Cyber-attack ‘may have N Korea link’ a

Who was behind the huge global cyber-attack? One prominent theory right now is North Korea – but what we know is far from conclusive.

You may not have heard of the Lazarus Group, but you may be aware of its work. The devastating hack on Sony Pictures in 2014, and another on a Bangladeshi bank in 2016, have both been attributed to the highly sophisticated group.

It is widely believed that the Lazarus Group worked out of China, but on behalf of the North Koreans, BBC report.

Security experts are now cautiously linking the Lazarus Group to this latest attack after a discovery by Google security researcher Neel Mehta. He found similarities between code found within WannaCry – the software used in the hack – and other tools believed to have been created by the Lazarus Group in the past.

It’s a mere sliver of evidence, but there are other clues to consider too.

Security expert Prof Alan Woodward pointed out to me via email that time stamps within the original WannaCry code are set to UTC +9 – China’s time zone – and the text demanding the ransom uses what reads like machine-translated English, but a Chinese segment apparently written by a native speaker.
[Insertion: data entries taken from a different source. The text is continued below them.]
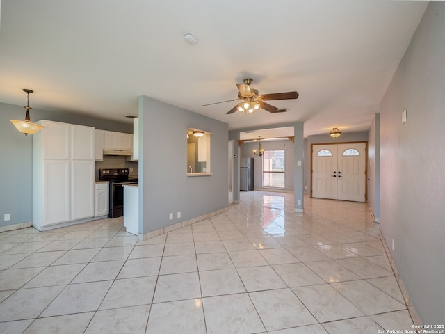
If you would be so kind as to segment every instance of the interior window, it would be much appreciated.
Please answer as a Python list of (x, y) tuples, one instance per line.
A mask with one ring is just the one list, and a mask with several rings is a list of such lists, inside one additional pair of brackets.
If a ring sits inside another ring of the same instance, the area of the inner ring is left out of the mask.
[(317, 153), (317, 157), (332, 157), (332, 153), (329, 150), (320, 150)]
[(343, 152), (343, 157), (349, 157), (351, 155), (360, 155), (359, 151), (354, 148), (348, 148), (348, 150), (345, 150)]
[(210, 135), (187, 129), (187, 173), (210, 173)]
“As you can see it’s pretty thin and all circumstantial,” Prof Woodward said.

“However, it’s worth further investigation.”

Picking apart the code

That investigation is already under way.

“Neel Mehta’s discovery is the most significant clue to date regarding the origins of WannaCry,” said Russian security firm Kaspersky, but noted a lot more information is needed about earlier versions of WannaCry before any firm conclusion can be reached.

“We believe it’s important that other researchers around the world investigate these similarities and attempt to discover more facts about the origin of WannaCry,” the company added.

“Looking back to the Bangladesh attack, in the early days, there were very few facts linking them to the Lazarus Group.

“In time, more evidence appeared and allowed us, and others, to link them together with high confidence. Further research can be crucial to connecting the dots.”